「人付き合い」が苦手な子供の増加
学校は何も卒業資格を取るためだけにあるのではない。生まれも育ちも違う同年代の人たちとかかわり、意見を交わしたり、力を合わせて何かを成し遂げたりすることで、人間として生きていく力を育むための空間でもある。その面が疎かになれば、子供たちの心の成長に支障が出てくる危険がある。さらに教員はつづける。
「2つ目としてあるのが、人付き合いが苦手な子が増えたことです。今の子供たちはどこへいても『アツ(圧力)を感じる』といいます。コロナの影響もあるのですが、それ以前から多様な人たちと自由に触れ合う機会を奪われています。

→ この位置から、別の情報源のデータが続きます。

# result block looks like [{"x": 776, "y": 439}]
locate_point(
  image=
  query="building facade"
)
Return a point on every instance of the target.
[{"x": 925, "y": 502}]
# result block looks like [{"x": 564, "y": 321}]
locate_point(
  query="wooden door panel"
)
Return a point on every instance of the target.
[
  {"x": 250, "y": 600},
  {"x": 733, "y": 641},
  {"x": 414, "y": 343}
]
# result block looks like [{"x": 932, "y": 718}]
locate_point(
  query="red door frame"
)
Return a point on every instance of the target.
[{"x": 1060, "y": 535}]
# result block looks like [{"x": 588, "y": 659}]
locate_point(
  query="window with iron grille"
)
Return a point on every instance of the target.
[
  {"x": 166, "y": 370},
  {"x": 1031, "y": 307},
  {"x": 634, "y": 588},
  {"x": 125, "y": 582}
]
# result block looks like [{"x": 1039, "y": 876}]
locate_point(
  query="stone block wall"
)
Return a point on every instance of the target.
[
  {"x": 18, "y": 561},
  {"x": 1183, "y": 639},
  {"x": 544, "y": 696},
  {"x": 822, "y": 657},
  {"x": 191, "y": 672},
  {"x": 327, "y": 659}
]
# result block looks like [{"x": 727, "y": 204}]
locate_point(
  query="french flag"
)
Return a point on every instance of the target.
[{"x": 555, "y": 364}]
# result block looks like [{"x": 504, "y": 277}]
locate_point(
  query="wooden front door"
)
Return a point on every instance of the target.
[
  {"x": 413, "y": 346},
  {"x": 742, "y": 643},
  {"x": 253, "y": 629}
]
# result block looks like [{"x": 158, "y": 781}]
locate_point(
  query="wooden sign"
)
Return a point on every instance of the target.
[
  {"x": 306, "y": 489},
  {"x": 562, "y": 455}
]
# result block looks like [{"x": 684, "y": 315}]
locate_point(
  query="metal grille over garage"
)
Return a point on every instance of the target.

そのため、人と生身で接することをできるだけ避けようとする傾向が顕著なのです。だから、先生とも生徒とも直接かかわらずに済む通信制へ行こうと考えるのです」
生まれつき他者とかかわることが得意な子供はいない。大多数は最初は苦手でも、人と接していくうちにだんだんと慣れ、集団の中で生きていく力を身につけていくのだ。こうした努力をせず、苦手だというだけで避けてしまえば、ますます人とかかわることが難しくなる。それが本人の生きづらさを生むことも十分にあるだろう。
私は通信制の高校が果たす役割は大きいと考える立場だ。
これまで障害のある子供や、難病と闘う子供が通信制高校へ行き、そこで自分のペースで無理なく学びを深め、社会へ羽ばたいていった姿を数多く見てきた。それゆえ、通信制高校が増えることには賛成だ。
ただし、先の教員が危惧するように、通信制高校へ行く必要がない子供たちまでもが、それを選択しているのであれば、また別にしっかりと考える必要のある問題ではないだろうか。少なくとも、県の教育委員会が「多様な学び方を求める生徒が増加したため」といって終わらせていい問題ではない。
なぜ通信制高校の志望者が増えているのか。近年の傾向、そしてコロナ禍の影響との関係性は何なのか。もう一歩踏み込んで、この現象を考えていく必要があるのかもしれない。